Though controversial for many, many reasons and scenes, particularly the tragic rape scene at the end, Kids was met with protest from the very first shot, which features a depiction of a 17-year-old boy (Leo Fitzpatrick) deflowering a 12-year-old girl (Sarah Henderson). Many viewers questioned the legality or morality of employing this seemingly age-appropriate actress, critics called it borderline kiddy porn, and the filmmakers constantly had to assure audiences that she was in fact 18. The film had its share of protests and distribution problems, but fortunately for the filmmakers, it was made and released before the signing of the Child Pornography Prevention Act, unlike…

Humbert and Lolita Play a Game in Lolita (Adrian Lyne, 1997)

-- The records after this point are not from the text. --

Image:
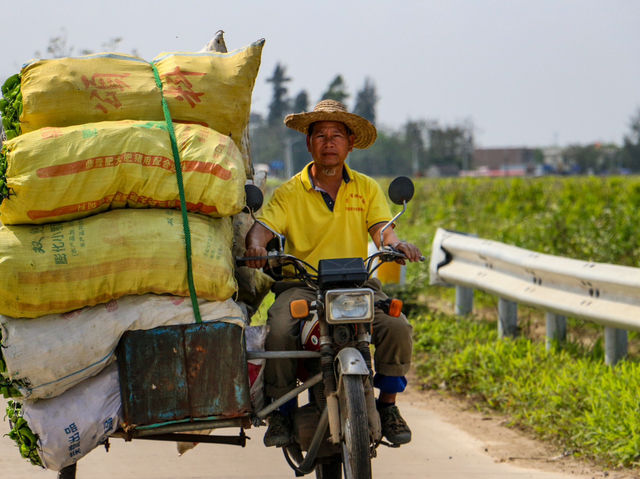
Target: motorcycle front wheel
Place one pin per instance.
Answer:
(330, 470)
(356, 456)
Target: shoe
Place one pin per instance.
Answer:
(279, 431)
(394, 428)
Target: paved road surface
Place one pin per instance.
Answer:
(438, 450)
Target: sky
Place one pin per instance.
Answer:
(525, 73)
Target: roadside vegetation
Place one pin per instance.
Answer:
(566, 395)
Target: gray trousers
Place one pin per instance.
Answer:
(392, 338)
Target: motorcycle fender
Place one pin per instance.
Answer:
(350, 362)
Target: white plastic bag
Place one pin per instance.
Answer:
(74, 423)
(55, 352)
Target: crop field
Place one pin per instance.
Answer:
(567, 395)
(588, 218)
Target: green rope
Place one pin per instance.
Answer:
(183, 203)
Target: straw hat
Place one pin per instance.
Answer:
(332, 110)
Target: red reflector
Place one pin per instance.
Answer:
(299, 308)
(395, 308)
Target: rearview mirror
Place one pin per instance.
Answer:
(254, 197)
(401, 190)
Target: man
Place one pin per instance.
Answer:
(328, 211)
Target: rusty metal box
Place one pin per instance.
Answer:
(183, 372)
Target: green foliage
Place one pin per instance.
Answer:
(561, 395)
(279, 105)
(11, 106)
(337, 90)
(8, 388)
(21, 433)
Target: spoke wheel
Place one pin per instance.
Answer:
(355, 429)
(330, 470)
(68, 472)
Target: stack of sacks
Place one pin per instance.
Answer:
(92, 231)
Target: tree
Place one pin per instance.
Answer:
(388, 156)
(301, 102)
(279, 105)
(366, 100)
(336, 90)
(59, 47)
(630, 155)
(413, 134)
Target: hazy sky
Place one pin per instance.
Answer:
(527, 73)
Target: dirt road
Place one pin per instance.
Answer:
(448, 442)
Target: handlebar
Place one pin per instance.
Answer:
(385, 255)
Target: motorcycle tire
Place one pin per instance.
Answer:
(329, 470)
(355, 429)
(68, 472)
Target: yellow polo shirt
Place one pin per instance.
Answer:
(313, 231)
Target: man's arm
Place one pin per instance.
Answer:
(256, 242)
(390, 238)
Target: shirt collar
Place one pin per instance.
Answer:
(307, 180)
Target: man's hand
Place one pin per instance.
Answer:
(255, 243)
(256, 251)
(411, 251)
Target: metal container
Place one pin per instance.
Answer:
(183, 373)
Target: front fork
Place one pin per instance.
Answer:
(348, 361)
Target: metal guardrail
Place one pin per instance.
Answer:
(603, 293)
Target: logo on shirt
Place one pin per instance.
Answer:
(355, 202)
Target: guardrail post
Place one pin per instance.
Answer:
(556, 329)
(507, 318)
(616, 342)
(464, 300)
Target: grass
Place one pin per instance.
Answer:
(565, 396)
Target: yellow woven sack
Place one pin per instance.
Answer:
(211, 89)
(88, 89)
(60, 174)
(60, 267)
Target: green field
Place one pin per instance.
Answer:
(566, 395)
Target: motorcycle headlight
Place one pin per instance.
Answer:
(349, 305)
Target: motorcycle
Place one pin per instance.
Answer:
(338, 430)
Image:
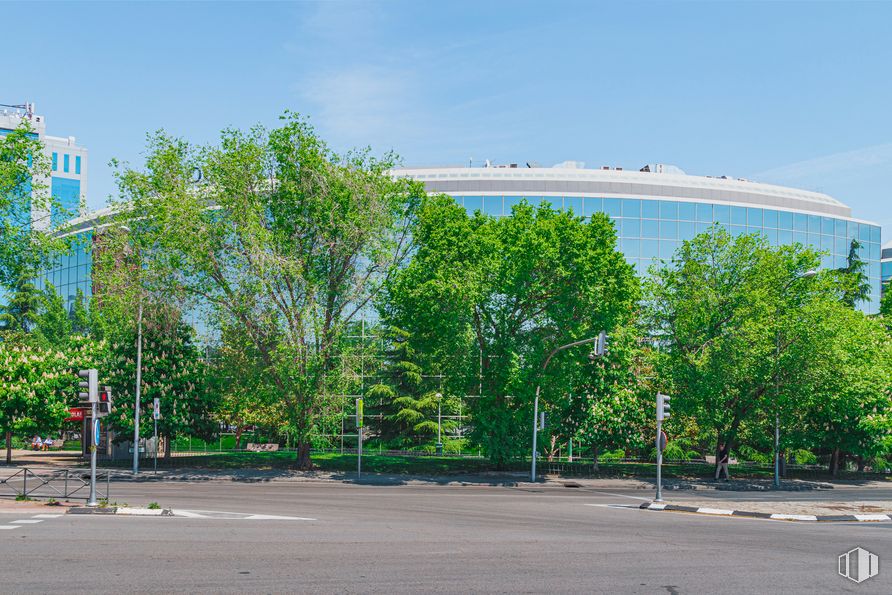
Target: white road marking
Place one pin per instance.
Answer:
(618, 495)
(715, 511)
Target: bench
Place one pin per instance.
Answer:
(254, 447)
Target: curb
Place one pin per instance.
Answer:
(767, 515)
(121, 511)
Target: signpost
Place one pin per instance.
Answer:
(156, 415)
(662, 413)
(359, 431)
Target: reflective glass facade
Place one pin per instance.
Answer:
(652, 229)
(71, 272)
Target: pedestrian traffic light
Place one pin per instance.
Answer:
(662, 406)
(90, 382)
(105, 402)
(601, 344)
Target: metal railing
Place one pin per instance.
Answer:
(62, 484)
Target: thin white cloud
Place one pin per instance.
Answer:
(837, 167)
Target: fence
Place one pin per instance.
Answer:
(61, 484)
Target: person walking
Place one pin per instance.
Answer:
(722, 462)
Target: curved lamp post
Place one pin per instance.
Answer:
(539, 386)
(806, 275)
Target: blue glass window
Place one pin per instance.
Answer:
(492, 205)
(840, 227)
(754, 217)
(473, 203)
(511, 202)
(841, 246)
(613, 207)
(650, 248)
(631, 207)
(704, 213)
(573, 203)
(863, 232)
(650, 209)
(784, 220)
(686, 230)
(668, 210)
(784, 237)
(650, 228)
(668, 230)
(593, 205)
(814, 224)
(668, 248)
(631, 228)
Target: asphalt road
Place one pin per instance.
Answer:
(455, 539)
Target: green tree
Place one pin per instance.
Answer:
(725, 313)
(284, 239)
(39, 384)
(173, 372)
(486, 299)
(854, 284)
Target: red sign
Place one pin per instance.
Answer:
(76, 414)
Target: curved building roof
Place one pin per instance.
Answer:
(621, 183)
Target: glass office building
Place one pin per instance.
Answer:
(656, 208)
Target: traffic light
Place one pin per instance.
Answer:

Stanley Kubrick’s 1962 adaptation of Vladimir Nabokov’s classic novel was obviously controversial for its semi-incestuous, pedophilic sex scenes, even though they were only hinted at and occurred off screen. 35 years later, in an era thought to be more progressive and allowing, Adrian Lyne’s version was just as objectionable, if not more so, because it left less to the imagination. One sex scene carefully substituted a 19-year-old body double for 15-year-old actress Dominique Swain, but despite the fact that plenty of movies had employed legal-aged girls portraying underage characters in nude and sex scenes before, Lyne’s Lolita was unfortunately being filmed just as President Clinton signed the Child Pornography Prevention Act. This banned even virtual child pornography, which Lolita’s sex scene might be considered to be, so Lyne videotaped the making of all questionable scenes in case he needed to produce evidence in court that his film falls into the boundaries of the law. Of course, legal or not, the film became a difficult sell to audiences and failed to find proper theatrical distribution. Meanwhile, after five years, the Child Pornography Prevention Act was struck down in 2002 for being too broad.

Nazi Commits Statutory Rape in The Reader (Stephen Daldry, 2008)

This wasn’t the first film to depict an underage boy having sex with an older woman, nor was it the first to incite protests regarding the double standard of statutory rape being more acceptable when the minor is male. But due to its added controversy of involving a former Nazi (Kate Winslet), whose humanity is defended through the film’s early lovemaking and romance scenes, The Reader makes it onto this list instead of other titles (which due to the double standard aren’t even seen as that controversial anyway).